DT applications and claims: Overview of agreements
What to do if you are asked a question about taxation in another country
You might be asked by a resident of another country about their liability to tax in their country of residence. This question will most often arise where, under the terms of a DTA, the UK retains primary taxing rights over some amount of the person’s income. An example of this is a pension that is paid by the UK Government to someone who is resident in a country where the DTA does not provide for relief from UK tax.
You should not offer an opinion about how the income will be taxed in the other country. The reason for this is that the domestic law of the other country will determine how the income is to be taxed there.
Where the DTA provides for the UK to have primary taxing rights over the income that does not mean that the other country will not also want to include the income in any calculation of taxable income. It will often be the case that the tax law of the other country will result in a resident of that country being taxed on their worldwide income. But we cannot know for certain that this is what will happen in any particular case.
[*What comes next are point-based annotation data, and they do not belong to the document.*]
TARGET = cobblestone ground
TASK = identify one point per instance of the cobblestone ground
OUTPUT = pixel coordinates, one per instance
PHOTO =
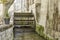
(25, 34)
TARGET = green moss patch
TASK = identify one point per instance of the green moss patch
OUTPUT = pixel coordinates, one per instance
(40, 31)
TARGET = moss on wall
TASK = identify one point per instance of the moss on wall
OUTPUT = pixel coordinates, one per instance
(40, 31)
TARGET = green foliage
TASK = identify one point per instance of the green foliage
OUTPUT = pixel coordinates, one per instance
(40, 31)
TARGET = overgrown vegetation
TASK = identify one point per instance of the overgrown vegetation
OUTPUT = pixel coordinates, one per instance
(40, 31)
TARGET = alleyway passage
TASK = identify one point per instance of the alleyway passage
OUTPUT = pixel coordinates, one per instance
(26, 34)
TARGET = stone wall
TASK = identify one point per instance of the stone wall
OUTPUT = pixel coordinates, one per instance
(7, 34)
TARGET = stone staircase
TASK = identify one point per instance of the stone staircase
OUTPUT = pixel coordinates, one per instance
(24, 21)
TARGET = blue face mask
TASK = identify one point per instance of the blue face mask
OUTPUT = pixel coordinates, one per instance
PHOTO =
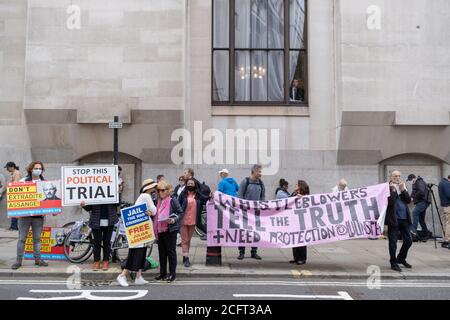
(36, 172)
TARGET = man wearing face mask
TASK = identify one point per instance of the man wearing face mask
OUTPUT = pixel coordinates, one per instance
(398, 220)
(34, 170)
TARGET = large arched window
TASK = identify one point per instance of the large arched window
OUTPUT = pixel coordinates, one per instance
(259, 52)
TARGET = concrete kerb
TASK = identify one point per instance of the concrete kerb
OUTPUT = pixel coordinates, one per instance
(111, 275)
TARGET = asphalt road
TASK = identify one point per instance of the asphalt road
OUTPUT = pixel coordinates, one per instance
(226, 289)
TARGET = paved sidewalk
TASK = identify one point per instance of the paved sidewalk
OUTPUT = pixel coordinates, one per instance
(339, 260)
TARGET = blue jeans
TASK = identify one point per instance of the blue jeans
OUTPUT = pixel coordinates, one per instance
(402, 228)
(419, 216)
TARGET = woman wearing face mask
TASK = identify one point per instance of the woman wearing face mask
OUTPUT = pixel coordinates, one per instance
(136, 256)
(169, 215)
(190, 202)
(34, 173)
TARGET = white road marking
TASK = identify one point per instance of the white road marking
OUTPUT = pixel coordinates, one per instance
(342, 295)
(385, 284)
(89, 294)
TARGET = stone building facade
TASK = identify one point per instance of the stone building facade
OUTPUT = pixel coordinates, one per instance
(378, 74)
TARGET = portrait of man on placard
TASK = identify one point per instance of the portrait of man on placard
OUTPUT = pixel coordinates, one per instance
(50, 191)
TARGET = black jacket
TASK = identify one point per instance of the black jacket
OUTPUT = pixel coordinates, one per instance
(420, 191)
(175, 209)
(391, 217)
(95, 212)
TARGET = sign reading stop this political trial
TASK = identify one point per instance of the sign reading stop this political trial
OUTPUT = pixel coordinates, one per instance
(91, 184)
(293, 222)
(138, 226)
(25, 199)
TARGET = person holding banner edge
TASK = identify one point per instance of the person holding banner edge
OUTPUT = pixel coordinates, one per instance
(169, 215)
(14, 171)
(34, 170)
(191, 201)
(252, 188)
(136, 256)
(300, 253)
(398, 220)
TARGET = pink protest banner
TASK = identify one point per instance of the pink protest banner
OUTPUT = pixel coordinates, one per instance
(296, 221)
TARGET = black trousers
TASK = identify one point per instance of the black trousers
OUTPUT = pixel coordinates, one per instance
(167, 248)
(102, 236)
(242, 250)
(299, 253)
(403, 228)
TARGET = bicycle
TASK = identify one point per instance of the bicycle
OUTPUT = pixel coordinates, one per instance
(79, 242)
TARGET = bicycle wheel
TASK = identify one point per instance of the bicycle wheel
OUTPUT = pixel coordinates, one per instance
(78, 250)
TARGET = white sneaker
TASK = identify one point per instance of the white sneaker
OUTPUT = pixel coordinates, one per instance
(140, 281)
(122, 281)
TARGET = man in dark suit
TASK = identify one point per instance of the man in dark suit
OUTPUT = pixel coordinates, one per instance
(398, 220)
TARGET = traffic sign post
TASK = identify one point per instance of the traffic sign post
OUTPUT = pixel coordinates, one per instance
(116, 125)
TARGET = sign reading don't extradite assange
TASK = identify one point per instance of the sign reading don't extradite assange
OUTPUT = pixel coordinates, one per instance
(297, 221)
(91, 184)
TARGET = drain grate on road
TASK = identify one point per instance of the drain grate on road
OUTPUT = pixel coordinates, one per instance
(96, 283)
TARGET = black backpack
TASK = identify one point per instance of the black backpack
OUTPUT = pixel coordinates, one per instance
(247, 182)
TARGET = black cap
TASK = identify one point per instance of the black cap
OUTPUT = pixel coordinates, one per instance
(10, 164)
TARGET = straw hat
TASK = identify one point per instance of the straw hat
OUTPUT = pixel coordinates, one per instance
(148, 184)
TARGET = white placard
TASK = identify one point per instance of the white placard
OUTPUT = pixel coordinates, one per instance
(91, 184)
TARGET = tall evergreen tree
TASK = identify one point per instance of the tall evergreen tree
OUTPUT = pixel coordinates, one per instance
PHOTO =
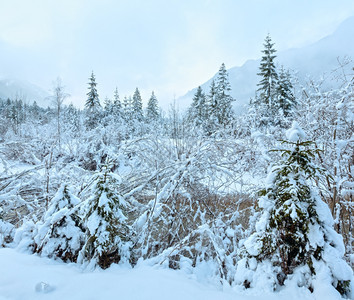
(105, 219)
(223, 100)
(152, 110)
(137, 106)
(294, 235)
(268, 74)
(285, 99)
(92, 105)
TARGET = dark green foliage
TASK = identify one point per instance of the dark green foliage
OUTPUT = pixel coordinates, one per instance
(92, 105)
(268, 73)
(152, 110)
(285, 98)
(137, 106)
(105, 221)
(198, 112)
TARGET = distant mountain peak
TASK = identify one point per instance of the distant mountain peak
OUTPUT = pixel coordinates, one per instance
(313, 60)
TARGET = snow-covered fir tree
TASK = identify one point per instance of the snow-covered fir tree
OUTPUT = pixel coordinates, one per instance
(137, 106)
(117, 106)
(285, 99)
(105, 220)
(92, 105)
(294, 239)
(222, 108)
(268, 74)
(127, 108)
(60, 234)
(152, 110)
(198, 111)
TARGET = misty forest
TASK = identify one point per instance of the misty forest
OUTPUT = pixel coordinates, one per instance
(259, 198)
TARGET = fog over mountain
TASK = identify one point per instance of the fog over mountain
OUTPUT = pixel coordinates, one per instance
(316, 60)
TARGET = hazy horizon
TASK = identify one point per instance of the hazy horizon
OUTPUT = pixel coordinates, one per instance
(169, 47)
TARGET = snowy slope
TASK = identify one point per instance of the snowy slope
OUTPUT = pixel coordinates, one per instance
(313, 60)
(26, 91)
(27, 277)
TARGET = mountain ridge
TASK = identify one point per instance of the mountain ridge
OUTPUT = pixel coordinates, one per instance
(314, 60)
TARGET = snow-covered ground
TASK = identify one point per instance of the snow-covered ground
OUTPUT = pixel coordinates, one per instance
(25, 277)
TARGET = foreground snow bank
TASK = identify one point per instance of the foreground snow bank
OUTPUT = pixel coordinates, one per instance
(26, 277)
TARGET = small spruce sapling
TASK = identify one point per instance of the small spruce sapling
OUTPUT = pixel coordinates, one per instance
(106, 222)
(294, 238)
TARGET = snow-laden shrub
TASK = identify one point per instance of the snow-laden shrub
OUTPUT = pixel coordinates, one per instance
(294, 238)
(7, 231)
(60, 233)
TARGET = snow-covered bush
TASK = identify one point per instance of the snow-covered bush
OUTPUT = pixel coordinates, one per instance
(294, 238)
(60, 233)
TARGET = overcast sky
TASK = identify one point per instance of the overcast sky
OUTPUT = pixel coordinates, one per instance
(166, 46)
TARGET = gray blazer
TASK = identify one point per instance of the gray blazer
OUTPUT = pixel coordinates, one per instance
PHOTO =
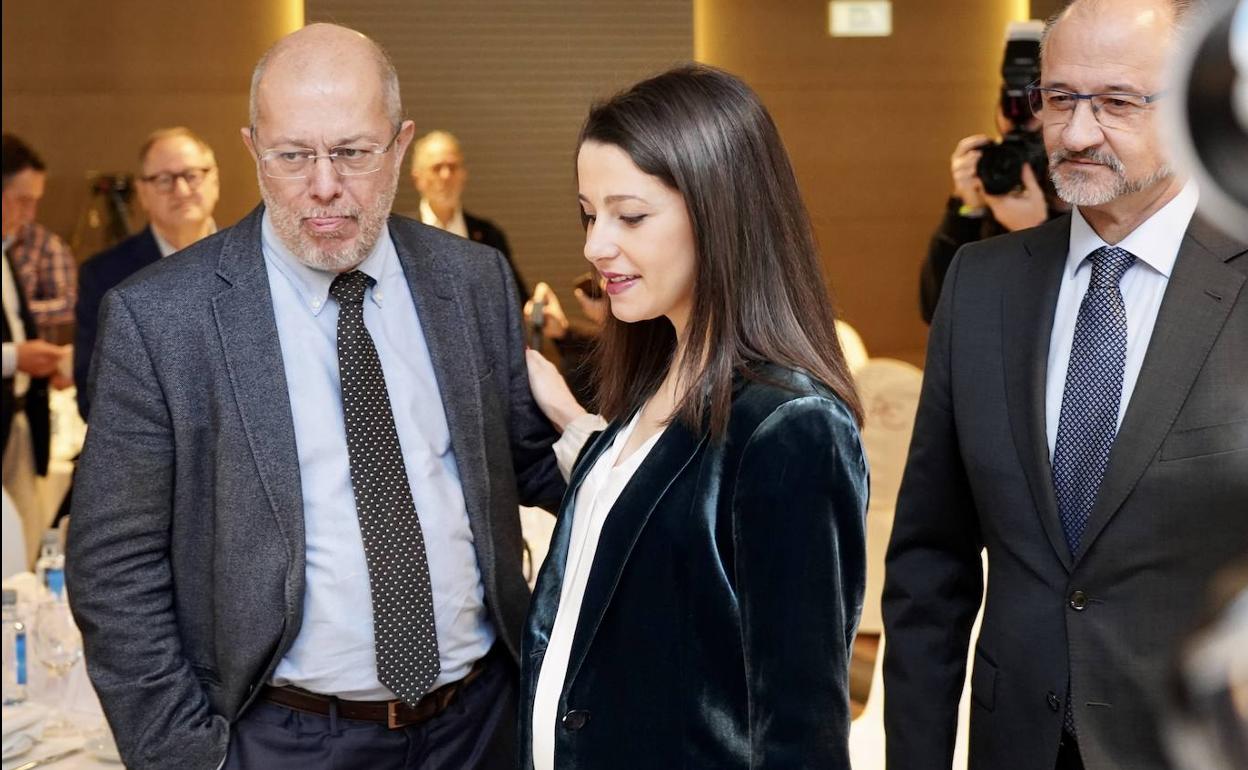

You will usually find that where a DTA gives primary (or even sole) taxing rights over income to the UK, the ‘Elimination of Double Taxation’ article in that DTA will also apply in such a way as to provide for credit to be allowed by the country of residence for any tax that is paid in the UK. However, you should not express an opinion about how the law of the other country will apply.
Any advice that you give must be restricted to pointing out that all of the UKs DTAs contain provisions that are intended to eliminate double taxation. That these provisions vary from treaty to treaty and that the person will need to seek professional advice from someone who is qualified to give advice about how the law of the other country applies to them.